1-3 - estela-1- polémicas ac com o meio ambiente

OS INTELECTUAIS E A ECOLOGIA (*)

(*) Publicado no jornal «A Capital» (Crónica do Planeta Terra), 5/Agosto/1978

20/7/1978 - A perspectiva literária de encarar a Ecologia, de tão anacrónica tem os seus encantos e o artigo de Maria Estela Guedes, no "Diário Popular" de quinta-feira (20/7/78), se nada diz sobre o pretexto que lhe serve de base - a revista "A Urtiga” sobre a qual especula - diz muito e de maneira lapidar sobre a atitude típica de um niilismo moral e filosófico, de um decadentismo neo-romântico e boémio - irónico quantum satis - daquilo enfim que Baudelaire (já ele) terá chamado "os literatos do absinto".
Que o anacronismo não nos desvie a atenção do essencial:  A mito-psicologia latente é a mesma. E os intelectuais que não fizeram, pelo niilismo existencialista e surrealista, a sua ultrapassagem (reciclagem) encontram-se hoje, face à Ecologia, na mesma encruzilhada dos decadentistas .
Maria Estela Guedes revela no seu artigo do "Diário Popular", a posição típica de uma intelectualidade e de um esteticismo que, recusando responsabilidades históricas, se refugia em pré-conceitos de classe: é assim que a vemos incapaz de perceber n' “A Urtiga” e na alternativa ecológica algo mais do que protecção à Natureza, respeito zoófilo pelos passarinhos e toda a mitologia moral inerente ao padrão romântico e ultra-romântico da Natureza já em vigor no tempo de Almeida Garrett.
E pseudo-ironicamente "goza” com tudo isso, como se retardatário e anacrónico fosse o ecologista radical.
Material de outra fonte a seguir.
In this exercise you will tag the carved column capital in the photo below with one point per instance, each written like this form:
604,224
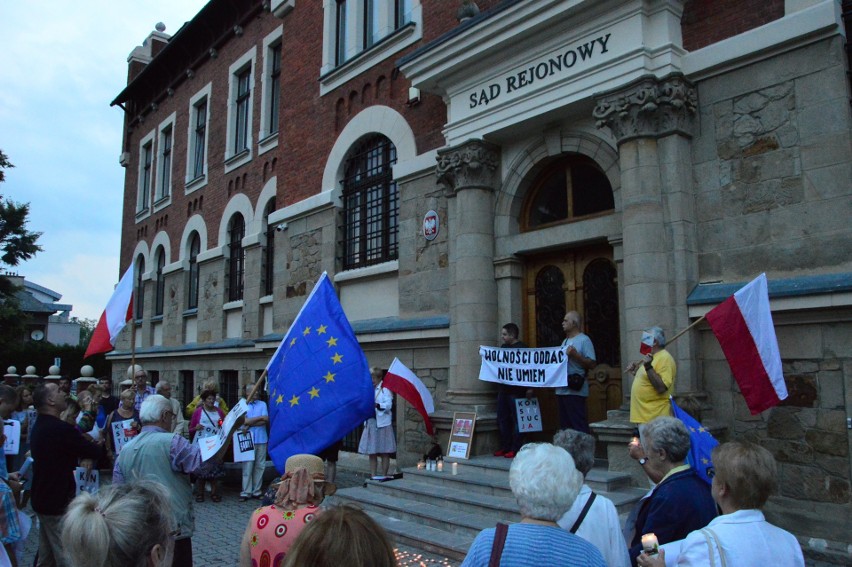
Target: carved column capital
648,108
473,164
Incapaz de perceber o que é Ecologia crítica (a falta de informação dos nossos escritores é proverbial mas eles fazem disso um medalhão), assume a atitude sobresuficiente a respeito de uma pseudo-Ecologia que inventa e que, por incapacidade, por anacronismo, é impotente para perceber nas suas implicações mais prementes e actuais. Goza com um por ela suposto anacronismo nosso (os ecologistas radicais...) quando o anacronismo é dela e , de maneira geral, dos estetas que se recusam a ir além da visão literária do Mundo.
O artigo de Estela Guedes tem a vantagem de explicitar o que centenas de literatos e artistas pensam hoje da Ecologia, sem no entanto terem a coragem de se confessarem.
O curioso do escritor é que se quer sempre à la page e na crista da vaga. Estela Guedes chega a recomendar um livro da Seuil sobre energia do sol... não fosse a malta d' “A Urtiga” , metida cá na província, ignorar o que a sempre luminosa cultura de Paris tem para nos dar.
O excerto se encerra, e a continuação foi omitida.